Thursday, 7 May 2015

Should I go to university?

Hi Friends :)

This is the first of one of these chatty/rambly posts... sorry if it's a long read but this time it's about university! 

Going to University is a hard decision. Many young people don't even believe that it IS a decision. I know that when it came to considering university for myself, it was a question of which university I was going to, not whether I was going at all. By no means am I suggesting that you shouldn't attend university, I think it's an extremely valuable experience. However, when I was at school, I was very much under the illusion that if I didn't go to university I would be in rags begging on the streets by the time I was 21, which simply is not the case (thank goodness). My classmates and I faced the challenge of choosing a university with furrowed foreheads and fear in our eyes. This decision was the most important one in the world. Granted, it WAS a very important decision at the age of 17.

University life is rich in social and cultural experiences. It can help you further your career prospects and will open lots of doors for you... do I sound like your teacher yet? But NOT going to university can also be an amazing experience and open lots of doors for you. Personally, as I was coming to the end of my A Levels I was extremely passionate about school. I don't care if that makes me lame or a nerd but I LOVED school. I loved learning and exploring, discovering more and more about Art, Photography, Dance and Psychology (my A Level subjects). I was unsure what I specifically wanted to study, but I knew I loved studying. I was advised by a teacher of mine to take a gap year, relax, travel, work and then maybe I'll be more settled about what I want to do. She knew I was interested in art and suggested that I worked in the school art department for a term during my gap year to allow me to see what it's like WORKING in that industry, rather than simply studying in it. Oh my jeeze, I LOVED it. I then went to China to work with children and began to recognise that it was teaching that I was really passionate about. I was then offered a job as an art technician and carer (for the best kid in the world) and VOILA - that is where I am today! 

Taking a gap year was one of the best experiences - I REALLY recommend it, even if you AREN'T unsure about university. There will never be a more convenient time in your life to travel, fail at something and try something new. My gap year was AMAZING. Although there's the slight hiccup to this story...what about a degree Lucy? You need a degree Lucy. I was introduced to the Open University. It's an online University which you receive a gazillion textbooks in the post for and have to have excessive amounts of discipline and motivation to teach yourself a university course. There are online tutors, forums, guidance, basically just a LOT of help to get you there. I am assessed twice a month (roughly) by 2,000 word essays, which is an overwhelming amount of work. Two essays a month may seem reasonable to you, but bang an 8.30 - 4.30 job on top of that and life starts to get quite hard. Then cater for a social life, cooking, cleaning, paying bills and life gets crazy. But I love my degree - I'd really recommend the Open University courses. 

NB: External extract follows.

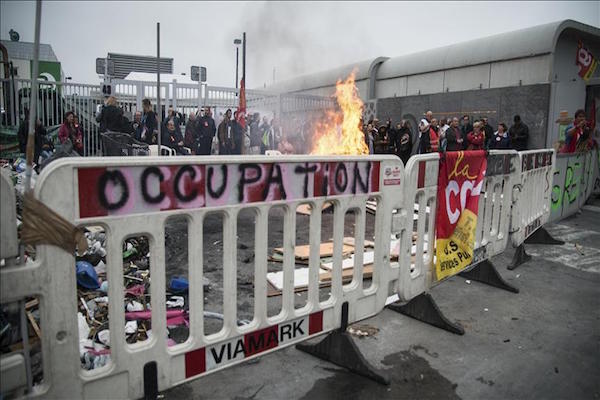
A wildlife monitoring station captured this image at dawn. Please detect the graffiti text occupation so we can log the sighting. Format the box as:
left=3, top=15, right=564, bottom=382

SO that was a long ramble, but I think it's really important for people to know that The Open University exists, online education is a THING and it's great! I haven't exactly picked the conventional route, but I've found a way around it and I'm enjoying a different kind of university. This way I get to have the job I ADORE (I'm pretty sure I have the best job ever) and get to study a subject I love! 

Either way, try not to ease the pressure of the university application process, pick a place you love and NEVER decide to go because 'everyone else was' - thats a lot of money to waste on something you're not sincerely PASSIONATE about.